Your lawyer will have a preferred method of contact and mode of communication. For example, they may prefer to keep their direct line free for emergencies and request that other questions be emailed. Each lawyer will have different procedures for communication. This question will also help you understand how the lawyer charges for communication—some will charge for each email, phone call, and text.
How Should I Prepare for My Case?
An employment lawyer cannot represent you to the best of their ability without evidence supporting your case. An employment lawyer might suggest that you gather employment records, employment contracts, employee release forms, doctor’s notes, texts and emails, and written recollections of interactions. There may also be other evidence that your lawyer will request that you find. Bringing general evidence, such as those listed above, can help speed up the consultation.
Do I Need an Employment Law Attorney?
Proving any kind of employment law violation on the part of your employer requires knowledge and the skill to apply it in the court system. There are many different acts and regulations that apply to employment law, including the following:
Civil Rights Act
Equal Pay Act
Americans With Disabilities Act
Employment Rights Act of 1996
Although you may be able to find the information that you need online, it can be difficult to apply this knowledge correctly in a legal setting. Even the simple act of filing paperwork incorrectly can cause your case to progress slowly or not at all. An employment attorney’s expertise can help you quickly determine if your employment rights have been violated. They can also know the best way to seek restitution for those violations.
If you are considering taking legal action against your employer or potential employer, it can seem like a daunting task. You are likely facing an entity much larger than yourself. This entity also felt comfortable enough to break the law and cause you harm in the process. Many employers are protected against liability by insurance policies, and these insurance companies are in the business of reducing costs and saving money. This means that they will attempt to pay minimal settlements to any victims. Simply hiring an attorney can help change the outcome of your case. Your employer will understand they are now facing a more difficult opponent.

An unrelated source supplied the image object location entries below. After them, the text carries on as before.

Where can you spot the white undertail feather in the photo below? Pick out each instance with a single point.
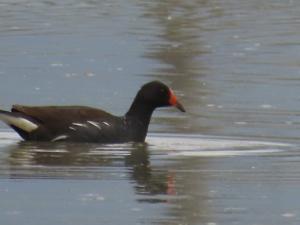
(19, 122)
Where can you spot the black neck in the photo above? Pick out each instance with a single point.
(139, 116)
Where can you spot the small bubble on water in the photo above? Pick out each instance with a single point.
(288, 215)
(266, 106)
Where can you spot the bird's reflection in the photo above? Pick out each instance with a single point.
(88, 161)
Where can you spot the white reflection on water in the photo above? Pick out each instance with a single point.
(173, 145)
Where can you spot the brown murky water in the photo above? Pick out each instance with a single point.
(233, 158)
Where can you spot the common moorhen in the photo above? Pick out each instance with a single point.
(87, 124)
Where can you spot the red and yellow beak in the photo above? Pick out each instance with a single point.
(174, 102)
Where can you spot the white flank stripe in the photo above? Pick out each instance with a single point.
(60, 137)
(106, 123)
(79, 124)
(72, 128)
(21, 123)
(94, 124)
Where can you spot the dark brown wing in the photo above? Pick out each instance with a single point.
(50, 116)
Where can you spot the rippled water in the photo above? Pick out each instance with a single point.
(233, 158)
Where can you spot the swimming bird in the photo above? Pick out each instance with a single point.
(87, 124)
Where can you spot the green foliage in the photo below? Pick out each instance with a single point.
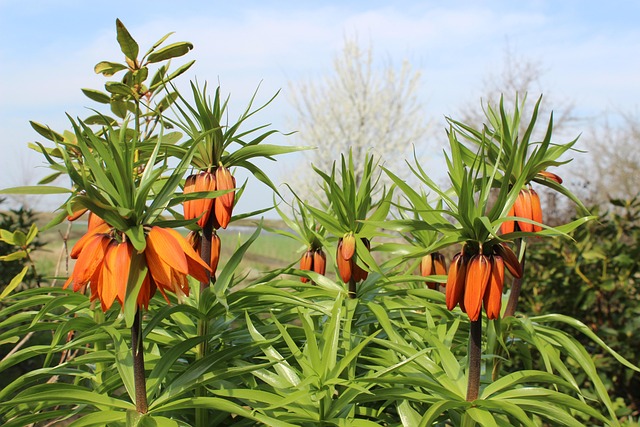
(595, 279)
(274, 350)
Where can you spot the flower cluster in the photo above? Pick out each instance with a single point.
(104, 259)
(313, 260)
(477, 279)
(221, 206)
(345, 259)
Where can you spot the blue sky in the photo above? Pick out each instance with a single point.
(589, 51)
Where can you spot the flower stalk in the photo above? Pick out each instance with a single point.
(137, 349)
(475, 354)
(512, 304)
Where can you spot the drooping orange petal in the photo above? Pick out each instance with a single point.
(477, 279)
(348, 247)
(204, 182)
(162, 241)
(77, 248)
(107, 286)
(196, 265)
(508, 226)
(319, 261)
(523, 209)
(215, 253)
(359, 273)
(77, 214)
(536, 210)
(306, 263)
(94, 221)
(159, 270)
(456, 281)
(90, 259)
(222, 214)
(493, 295)
(509, 258)
(225, 181)
(187, 205)
(345, 267)
(124, 251)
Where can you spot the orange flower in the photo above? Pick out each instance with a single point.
(345, 266)
(306, 263)
(456, 280)
(215, 253)
(170, 260)
(527, 205)
(223, 205)
(510, 259)
(348, 247)
(104, 264)
(493, 295)
(476, 280)
(345, 259)
(319, 261)
(536, 210)
(313, 260)
(195, 241)
(203, 181)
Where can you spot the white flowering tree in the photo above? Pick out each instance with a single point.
(360, 107)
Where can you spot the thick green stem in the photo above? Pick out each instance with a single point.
(352, 288)
(475, 353)
(512, 304)
(205, 247)
(202, 414)
(139, 379)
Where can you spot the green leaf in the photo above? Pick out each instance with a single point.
(46, 132)
(14, 283)
(107, 69)
(124, 361)
(14, 256)
(118, 88)
(127, 44)
(66, 394)
(35, 189)
(172, 51)
(96, 95)
(101, 418)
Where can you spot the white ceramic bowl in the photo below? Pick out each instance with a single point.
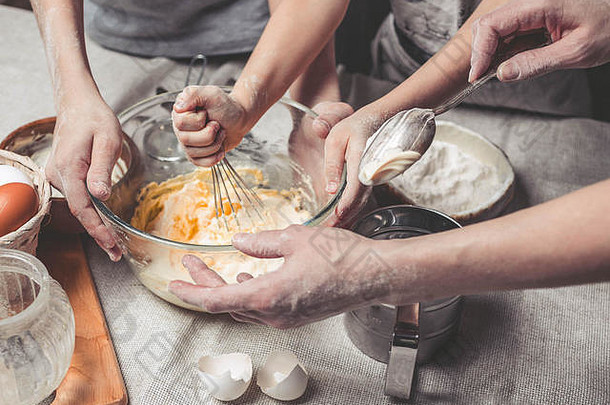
(476, 146)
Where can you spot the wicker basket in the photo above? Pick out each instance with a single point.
(26, 237)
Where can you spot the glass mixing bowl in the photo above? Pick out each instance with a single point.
(282, 145)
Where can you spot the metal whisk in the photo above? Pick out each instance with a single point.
(223, 173)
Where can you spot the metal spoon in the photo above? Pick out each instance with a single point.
(404, 138)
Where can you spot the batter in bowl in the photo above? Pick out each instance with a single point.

Anaheim, CA Employment Lawyer
Every California worker has the right to feel safe in their workplace. Both California and the federal government have multiple laws in place that are designed to protect workers. The employer-employee relationship is often skewed towards the employer because they have many more resources. There are also many different facets to employment law. This makes it a difficult area for the average citizen to effectively navigate.
The compassionate and confident employment law representation that you will find with California Employment Counsel, APC, can help you increase your power in the relationship. We are experienced in a plethora of employment law issues, including medical leave claims, discrimination, wage and overtime violations, whistleblowers, wrongful termination, and harassment. Contact us today so we can work together to determine if you are the victim of an employment law violation and the best way to handle the issue.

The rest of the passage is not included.